Bipolar Disorder is unpleasant for me, but I have tried to use the experience to help others find meaning in life with psychiatric issues being one of many aspects to themselves. When I was diagnosed, I found numerous sites and books with honest, reputable information. The mental health field is flawed, but clinicians, those with diagnoses, and families are working to promote humanity in treatment and eliminate stigma.

The most notable bit of information you will find on advocacy, support, and professional websites is that psychiatric problems suck. The drugs are barely tolerable, families can rip apart, careers can be destroyed, clinicians are overloaded and can't always help as much as they want/should, House is about the most accurate depiction of psychiatry you'll find in popular media (Though I appreciate their compassion, Risperdal doesn't induce lactation within hours and hypnotism isn't typically used by physicians) - I have enough material for a few books on the Fits-Diagnostic-Criteria Subject.

So when I went to look up information on rheumatoid arthritis one day - possible diagnosis at the moment - I was surprised at what I found. The Arthritis Foundation paints a picture with Sweet-n-Low spiked paint of autoimmune-related arthritis, and sites like WebMD takes a Calvinist approach to explaining etiology and self-care.

To sum up:

It's not a big deal, and it's your fault you feel like shit. Go for a walk or something. And eat fish. Lots of fish. Fish cures everything. Fish and walks.

Alright, maybe I'm being snarky. Well, I am being snarky.

But I'm also being honest.

To the point of the blog!

1. Day in the life of a twenty-something mom and wife in suburbia who swears a lot, often while stubbing toes or having conversations with a priest on existentialism, but in writing as well. 

2. Handy tools for living.

3. Research and theory on autoimmune disorders and psychiatric diagnoses.
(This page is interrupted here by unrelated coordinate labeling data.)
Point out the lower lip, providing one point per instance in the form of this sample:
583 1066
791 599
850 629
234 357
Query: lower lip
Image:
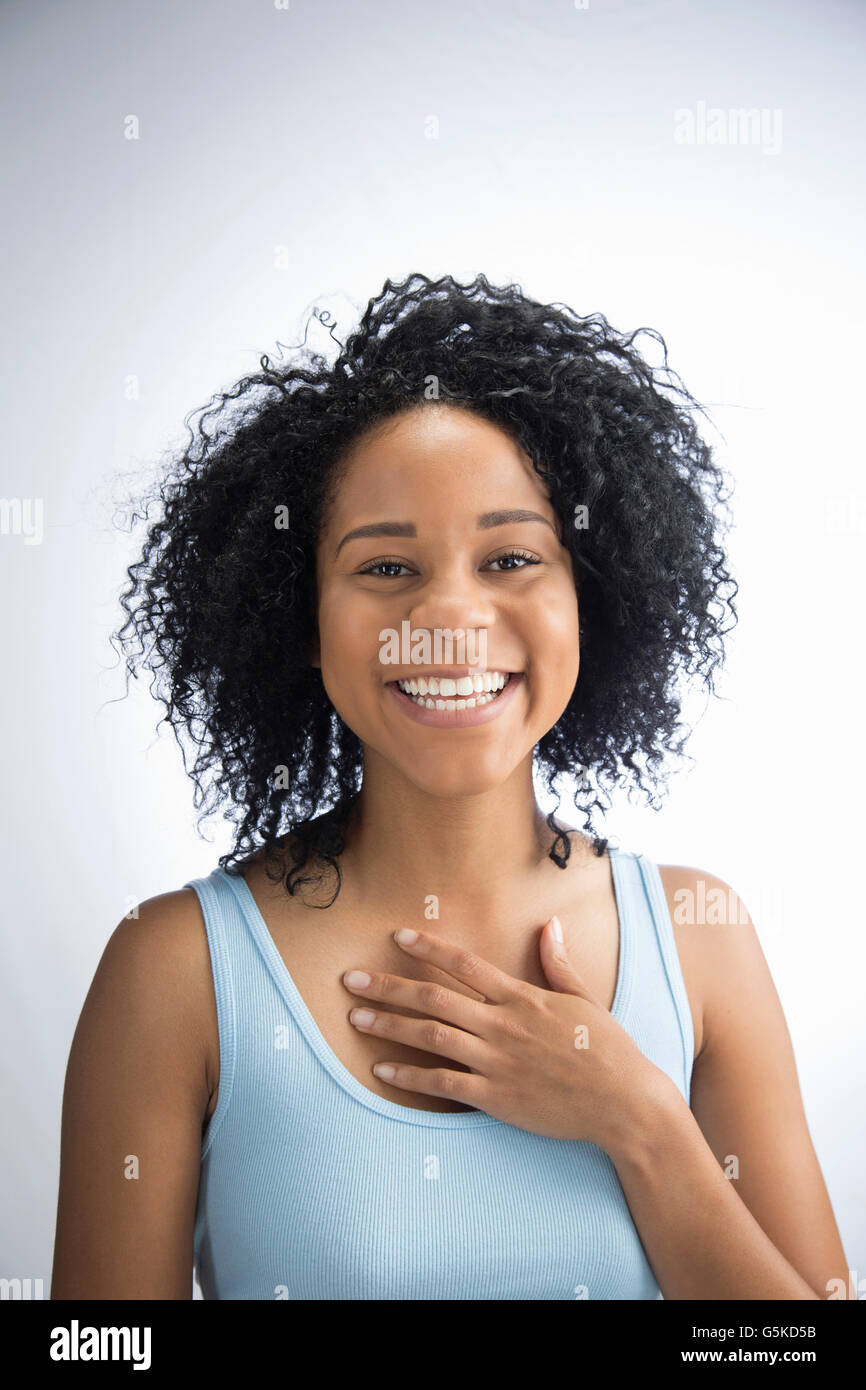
456 717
Plus comorbidity of the two - yes folks, there's research on that, some disorders might share the same etiology as autoimmune disorders, and the ideas are not fringe-y.

I'm not the only one who finds absurdity in some of the issues surrounding advocacy and treatment in RA: the lovely lady at RA Warrior has been fighting the BS for years now. Visit her site, it's awesome. My blog's focus will be more on my life and information on things I find interesting. Maybe someone will find this blog helpful. Outside of, ya know, me.